Over the past two years, I've grown to enjoy my hair. The longer it gets, the less curl it keeps. I like it this way. The color has grown on me too. When I look back at photos of my lighter locks, I think dark suits me better. Why do I get the feeling, though, that my hair won't be dark for long?

I still think of my hair as dark, I guess because it was once so very blond and it is so very not blond at the moment -- in my opinion anyway.

The other day, while eating lunch at a restaurant with my little boys and a friend and her little boys, another mom friend noticed me and said, "Hey, that's Jacki Donaldson and her hair is blond again!" I turned to find my friend eating lunch in the booth directly behind me. She was admiring my blond hair.

"Blond?" I asked. Yes, my friend told me. She thought my hair was blond. I left lunch that day thinking either she was crazy or I was. I just couldn't see it. Blond? No way.

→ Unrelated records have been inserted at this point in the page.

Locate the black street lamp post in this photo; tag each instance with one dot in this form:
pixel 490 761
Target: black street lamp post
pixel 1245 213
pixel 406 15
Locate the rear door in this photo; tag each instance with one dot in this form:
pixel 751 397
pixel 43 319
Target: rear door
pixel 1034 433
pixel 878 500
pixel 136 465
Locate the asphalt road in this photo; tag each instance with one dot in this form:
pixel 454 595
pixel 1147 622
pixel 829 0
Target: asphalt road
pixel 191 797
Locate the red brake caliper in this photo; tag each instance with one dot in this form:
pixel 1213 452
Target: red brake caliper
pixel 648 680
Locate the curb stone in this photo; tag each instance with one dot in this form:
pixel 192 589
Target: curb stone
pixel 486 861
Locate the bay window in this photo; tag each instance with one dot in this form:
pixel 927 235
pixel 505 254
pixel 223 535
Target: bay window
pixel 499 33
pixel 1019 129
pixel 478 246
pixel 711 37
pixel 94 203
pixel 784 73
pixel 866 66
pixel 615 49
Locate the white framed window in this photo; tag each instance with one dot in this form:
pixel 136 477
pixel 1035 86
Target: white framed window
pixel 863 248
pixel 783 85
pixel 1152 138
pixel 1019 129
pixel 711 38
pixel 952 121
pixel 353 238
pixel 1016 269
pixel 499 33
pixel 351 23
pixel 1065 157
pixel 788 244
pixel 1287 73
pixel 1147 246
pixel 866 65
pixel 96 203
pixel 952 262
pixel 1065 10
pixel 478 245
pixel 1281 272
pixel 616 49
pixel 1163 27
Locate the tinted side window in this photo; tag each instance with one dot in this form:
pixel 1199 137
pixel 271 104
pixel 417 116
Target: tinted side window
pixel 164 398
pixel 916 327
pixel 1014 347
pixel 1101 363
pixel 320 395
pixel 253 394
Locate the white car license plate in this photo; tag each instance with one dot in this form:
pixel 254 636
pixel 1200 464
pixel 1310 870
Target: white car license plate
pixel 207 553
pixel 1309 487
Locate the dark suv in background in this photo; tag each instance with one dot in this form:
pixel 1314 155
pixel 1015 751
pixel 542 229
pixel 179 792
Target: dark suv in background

Since this hair-raising encounter, several others have commented on my light hair. Each time, I come home and study myself in the mirror. I just don't see the blond -- yet. I do recognize some natural highlights in my hair that are definitely a few shades lighter than they once were. When pulled in a ponytail and all clustered together, I guess I can see a few traces of blond. And I suppose over time, my hair might get lighter and lighter. Maybe one day, I'll look like my old self again.

No doubt, there are different shades of cancer. I've experienced many of them. Now, I think I'm headed for a new one.